Huawei has unveiled new performance data for its CloudMatrix384 architecture, claiming that its system outperforms Nvidia’s H800 GPUs in running DeepSeek’s R1 model. The results, published in a detailed technical paper by Huawei researchers, highlight the company’s push to showcase leadership in AI infrastructure despite ongoing global competition and trade restrictions.
A Bold Performance Claim
The research, carried out in collaboration with Chinese AI infrastructure firm SiliconFlow, marks the first time Huawei has publicly shared in-depth numbers on CloudMatrix384. According to the company’s internal benchmarks, its system achieves higher efficiency and throughput than Nvidia’s GPUs in certain AI workloads.
While the reported figures are striking, it’s important to remember that all testing was conducted in-house. Without third-party validation, these claims remain provisional, though they demonstrate Huawei’s ambition to challenge the dominance of US-made processors.
Inside the CloudMatrix384 Architecture
At its core, CloudMatrix384 combines 384 Ascend 910C NPUs with 192 Kunpeng CPUs, linked together through a high-speed Unified Bus designed for ultra-low latency communication.
Unlike traditional hierarchical data centre designs, Huawei’s setup uses a peer-to-peer architecture. This allows every processing unit to communicate directly with others, pooling compute, memory, and networking resources dynamically. The result is a flexible system designed to handle the demanding workloads of modern AI, particularly large language models and mixture-of-experts (MoE) frameworks.
Performance Metrics in Context
Huawei explains the results through two phases of AI inference: prefill (where a system interprets a prompt) and decode (where it generates output).
- In prefill, CloudMatrix reportedly processes 6,688 tokens per second per unit.
- During decoding, it delivers around 1,943 tokens per second per unit.
- The system’s time per output token (TPOT) is under 50 milliseconds, meaning each word can be generated in less than 1/20 of a second.
Efficiency is another area where Huawei claims an edge. The company reports that CloudMatrix achieves 4.45 tokens per second per TFLOPS in prefill and 1.29 tokens per second per TFLOPS in decoding—metrics that it argues surpass the performance of Nvidia’s H100 and H800 GPUs.
The system also maintains throughput of 538 tokens per second under stricter latency limits of 15 milliseconds, which Huawei positions as evidence of robust responsiveness.
Technical Innovations Driving Results
The CloudMatrix paper highlights three major innovations that underpin its performance:
- Peer-to-peer serving architecture – Breaking inference into prefill, decode, and caching subsystems allows each to scale independently.
- Expert parallelism at scale – Supporting configurations of up to EP320, with each NPU die hosting its own expert, optimises workloads for large models.
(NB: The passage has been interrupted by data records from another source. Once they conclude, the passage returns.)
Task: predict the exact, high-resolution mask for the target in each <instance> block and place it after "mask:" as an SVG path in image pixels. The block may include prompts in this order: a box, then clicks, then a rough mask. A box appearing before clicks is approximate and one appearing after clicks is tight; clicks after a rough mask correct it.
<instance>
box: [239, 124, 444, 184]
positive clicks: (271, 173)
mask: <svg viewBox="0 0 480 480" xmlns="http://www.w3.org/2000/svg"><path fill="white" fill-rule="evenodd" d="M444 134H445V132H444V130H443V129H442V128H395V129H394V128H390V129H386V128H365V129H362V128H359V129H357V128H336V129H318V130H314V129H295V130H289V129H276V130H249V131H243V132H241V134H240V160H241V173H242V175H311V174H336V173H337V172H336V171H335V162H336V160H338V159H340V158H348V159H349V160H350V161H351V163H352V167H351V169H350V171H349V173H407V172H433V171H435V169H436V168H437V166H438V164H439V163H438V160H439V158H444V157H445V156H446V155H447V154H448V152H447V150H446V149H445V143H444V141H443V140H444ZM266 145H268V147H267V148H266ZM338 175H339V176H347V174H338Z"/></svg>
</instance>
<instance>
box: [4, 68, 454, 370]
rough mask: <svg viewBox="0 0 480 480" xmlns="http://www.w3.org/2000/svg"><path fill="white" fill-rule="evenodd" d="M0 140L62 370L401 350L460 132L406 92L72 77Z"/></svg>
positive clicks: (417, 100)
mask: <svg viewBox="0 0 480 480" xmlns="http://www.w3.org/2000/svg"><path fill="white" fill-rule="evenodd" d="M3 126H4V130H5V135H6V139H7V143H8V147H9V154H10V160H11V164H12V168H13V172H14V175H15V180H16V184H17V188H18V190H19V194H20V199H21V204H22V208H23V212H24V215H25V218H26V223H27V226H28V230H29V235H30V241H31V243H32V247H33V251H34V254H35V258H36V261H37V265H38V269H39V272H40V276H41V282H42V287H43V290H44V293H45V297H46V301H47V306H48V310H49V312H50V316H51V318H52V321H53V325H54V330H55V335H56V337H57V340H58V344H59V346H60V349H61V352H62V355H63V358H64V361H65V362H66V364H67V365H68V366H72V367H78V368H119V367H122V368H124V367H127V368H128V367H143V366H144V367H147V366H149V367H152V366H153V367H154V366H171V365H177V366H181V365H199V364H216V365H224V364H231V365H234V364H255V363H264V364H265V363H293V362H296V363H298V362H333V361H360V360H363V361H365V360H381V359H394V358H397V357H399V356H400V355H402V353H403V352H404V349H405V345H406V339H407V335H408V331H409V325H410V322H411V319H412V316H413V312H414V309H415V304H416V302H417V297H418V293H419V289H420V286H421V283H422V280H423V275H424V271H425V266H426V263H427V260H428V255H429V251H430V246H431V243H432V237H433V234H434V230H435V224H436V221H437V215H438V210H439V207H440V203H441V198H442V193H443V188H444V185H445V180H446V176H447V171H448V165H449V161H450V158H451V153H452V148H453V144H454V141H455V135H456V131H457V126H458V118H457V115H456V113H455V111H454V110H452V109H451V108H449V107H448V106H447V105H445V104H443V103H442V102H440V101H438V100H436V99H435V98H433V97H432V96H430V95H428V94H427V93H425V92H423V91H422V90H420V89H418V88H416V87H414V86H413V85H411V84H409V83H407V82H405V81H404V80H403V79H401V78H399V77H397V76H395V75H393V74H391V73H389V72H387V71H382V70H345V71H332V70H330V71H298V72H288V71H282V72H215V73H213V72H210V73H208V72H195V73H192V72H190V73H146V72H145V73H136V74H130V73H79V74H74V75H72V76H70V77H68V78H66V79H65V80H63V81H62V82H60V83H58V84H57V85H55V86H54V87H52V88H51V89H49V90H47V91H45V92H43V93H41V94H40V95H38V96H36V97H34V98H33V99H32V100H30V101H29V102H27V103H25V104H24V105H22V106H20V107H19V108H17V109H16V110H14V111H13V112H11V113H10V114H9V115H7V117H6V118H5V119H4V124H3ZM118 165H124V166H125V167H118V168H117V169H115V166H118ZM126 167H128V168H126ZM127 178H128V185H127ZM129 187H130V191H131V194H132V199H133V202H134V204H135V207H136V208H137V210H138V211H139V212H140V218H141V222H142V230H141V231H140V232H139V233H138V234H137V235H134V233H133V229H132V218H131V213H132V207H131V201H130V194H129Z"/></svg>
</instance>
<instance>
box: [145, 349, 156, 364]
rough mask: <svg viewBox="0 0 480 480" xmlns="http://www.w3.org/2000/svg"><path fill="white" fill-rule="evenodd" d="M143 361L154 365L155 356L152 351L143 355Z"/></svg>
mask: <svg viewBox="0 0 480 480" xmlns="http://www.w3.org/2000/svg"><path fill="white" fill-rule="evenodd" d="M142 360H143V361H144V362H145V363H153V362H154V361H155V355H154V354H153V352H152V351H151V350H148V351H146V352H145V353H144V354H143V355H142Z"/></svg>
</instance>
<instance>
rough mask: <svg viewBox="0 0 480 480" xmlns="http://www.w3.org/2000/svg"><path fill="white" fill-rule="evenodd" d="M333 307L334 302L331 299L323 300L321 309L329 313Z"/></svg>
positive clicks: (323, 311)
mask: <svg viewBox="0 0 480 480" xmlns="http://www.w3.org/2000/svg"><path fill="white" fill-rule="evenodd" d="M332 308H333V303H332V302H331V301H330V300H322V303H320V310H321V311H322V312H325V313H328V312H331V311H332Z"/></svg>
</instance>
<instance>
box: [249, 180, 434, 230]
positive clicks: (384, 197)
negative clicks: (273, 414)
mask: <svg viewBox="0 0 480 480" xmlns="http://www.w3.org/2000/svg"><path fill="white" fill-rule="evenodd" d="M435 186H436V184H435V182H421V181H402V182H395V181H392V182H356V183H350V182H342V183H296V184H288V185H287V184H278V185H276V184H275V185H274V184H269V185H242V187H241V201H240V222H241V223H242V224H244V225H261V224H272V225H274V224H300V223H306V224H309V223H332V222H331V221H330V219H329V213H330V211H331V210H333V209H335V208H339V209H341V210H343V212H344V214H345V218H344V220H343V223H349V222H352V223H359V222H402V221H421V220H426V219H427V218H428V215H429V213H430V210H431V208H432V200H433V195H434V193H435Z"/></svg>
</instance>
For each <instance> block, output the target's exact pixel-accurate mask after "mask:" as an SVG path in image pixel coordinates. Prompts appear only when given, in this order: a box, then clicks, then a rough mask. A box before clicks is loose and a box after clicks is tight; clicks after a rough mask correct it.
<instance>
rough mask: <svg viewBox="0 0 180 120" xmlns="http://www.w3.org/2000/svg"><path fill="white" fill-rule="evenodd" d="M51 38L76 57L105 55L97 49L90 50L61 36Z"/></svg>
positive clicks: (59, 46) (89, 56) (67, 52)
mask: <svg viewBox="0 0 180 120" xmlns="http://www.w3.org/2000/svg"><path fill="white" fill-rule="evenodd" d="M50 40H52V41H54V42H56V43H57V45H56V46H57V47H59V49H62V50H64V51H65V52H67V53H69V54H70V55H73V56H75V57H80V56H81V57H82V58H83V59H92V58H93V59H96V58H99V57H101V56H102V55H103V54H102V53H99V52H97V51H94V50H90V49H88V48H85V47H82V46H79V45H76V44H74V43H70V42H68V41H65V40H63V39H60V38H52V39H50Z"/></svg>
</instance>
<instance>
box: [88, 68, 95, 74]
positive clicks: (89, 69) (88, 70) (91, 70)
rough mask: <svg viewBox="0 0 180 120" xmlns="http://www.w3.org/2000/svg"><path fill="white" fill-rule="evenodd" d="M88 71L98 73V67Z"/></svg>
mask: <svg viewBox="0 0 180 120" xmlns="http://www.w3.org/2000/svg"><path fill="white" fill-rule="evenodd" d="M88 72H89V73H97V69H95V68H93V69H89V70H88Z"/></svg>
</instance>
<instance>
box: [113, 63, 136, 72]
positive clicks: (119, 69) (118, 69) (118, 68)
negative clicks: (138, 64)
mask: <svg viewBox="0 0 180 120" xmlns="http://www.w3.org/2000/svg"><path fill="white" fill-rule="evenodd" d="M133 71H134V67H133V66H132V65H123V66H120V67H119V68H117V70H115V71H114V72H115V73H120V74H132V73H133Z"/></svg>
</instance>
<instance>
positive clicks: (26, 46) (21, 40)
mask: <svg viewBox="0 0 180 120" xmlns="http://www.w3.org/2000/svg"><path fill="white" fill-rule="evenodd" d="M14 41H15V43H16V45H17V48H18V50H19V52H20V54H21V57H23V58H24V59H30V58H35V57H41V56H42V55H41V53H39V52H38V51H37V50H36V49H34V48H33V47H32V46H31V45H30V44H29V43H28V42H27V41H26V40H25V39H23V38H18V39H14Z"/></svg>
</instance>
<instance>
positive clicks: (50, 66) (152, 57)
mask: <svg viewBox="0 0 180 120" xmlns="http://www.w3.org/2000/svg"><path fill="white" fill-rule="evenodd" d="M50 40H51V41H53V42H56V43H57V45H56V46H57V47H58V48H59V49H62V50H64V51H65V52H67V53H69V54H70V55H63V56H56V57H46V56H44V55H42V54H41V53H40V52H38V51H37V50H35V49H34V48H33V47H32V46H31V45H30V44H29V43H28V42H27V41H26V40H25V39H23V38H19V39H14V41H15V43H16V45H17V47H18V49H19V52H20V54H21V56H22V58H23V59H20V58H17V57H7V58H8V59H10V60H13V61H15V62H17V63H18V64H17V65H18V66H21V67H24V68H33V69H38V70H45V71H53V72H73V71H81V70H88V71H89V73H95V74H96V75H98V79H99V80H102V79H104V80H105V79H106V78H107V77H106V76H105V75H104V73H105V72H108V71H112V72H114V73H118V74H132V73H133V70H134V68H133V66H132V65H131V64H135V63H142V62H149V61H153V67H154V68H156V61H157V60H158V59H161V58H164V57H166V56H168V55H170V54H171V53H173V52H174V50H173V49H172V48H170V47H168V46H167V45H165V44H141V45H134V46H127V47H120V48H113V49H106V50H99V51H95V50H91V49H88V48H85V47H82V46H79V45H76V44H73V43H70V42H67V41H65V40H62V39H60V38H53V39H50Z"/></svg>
- Hardware-aware optimisation – Including fine-tuned operators, microbatch pipelining, and INT8 quantisation, which reduces computational load while preserving accuracy.
Huawei reports that INT8 quantisation maintains model quality close to the official DeepSeek-R1 API across 16 internal benchmarks, though these results again lack external verification.
Strategic and Geopolitical Dimensions
Beyond the technical details, the announcement comes amid heightened competition between China and the United States in advanced semiconductors. Huawei’s founder Ren Zhengfei has acknowledged that the company’s chips lag behind US competitors in raw capability. However, he argues that clustering methods, as used in CloudMatrix, can compensate for this gap.
Industry leaders outside China echo the same idea. Nvidia’s CEO Jensen Huang has noted that AI workloads can often be scaled by simply adding more processors in parallel—a strategy China is well-positioned to pursue given its abundant energy and resources.
Huawei’s researchers frame their work as part of a broader mission: to strengthen confidence in China’s domestic technology ecosystem and reduce reliance on foreign hardware. Lead author Zuo Pengfei, part of Huawei’s “Genius Youth” program, described the project as a demonstration that locally developed NPUs can rival or even surpass Nvidia’s GPUs.
Waiting for Independent Validation
The numbers presented by Huawei suggest promising progress, but without external confirmation, the industry will remain cautious. Independent benchmarking is a long-standing standard in technology, ensuring credibility for performance comparisons.
That said, Huawei’s CloudMatrix approach—its peer-to-peer serving design, resource disaggregation, and efficiency-driven optimisations—offers genuine insights into how AI infrastructure might evolve. Even if its performance leadership remains contested, the architecture itself shows a different way of tackling the immense computational demands of large-scale AI.
The Bigger Picture
Huawei’s announcement underscores the growing intensity of the AI hardware race. With Nvidia continuing to dominate the GPU market, rivals like Huawei are experimenting with alternative architectures to close the gap. Whether CloudMatrix can live up to its claims in independent trials remains to be seen, but the company has already made one thing clear: the race to redefine AI infrastructure is far from over.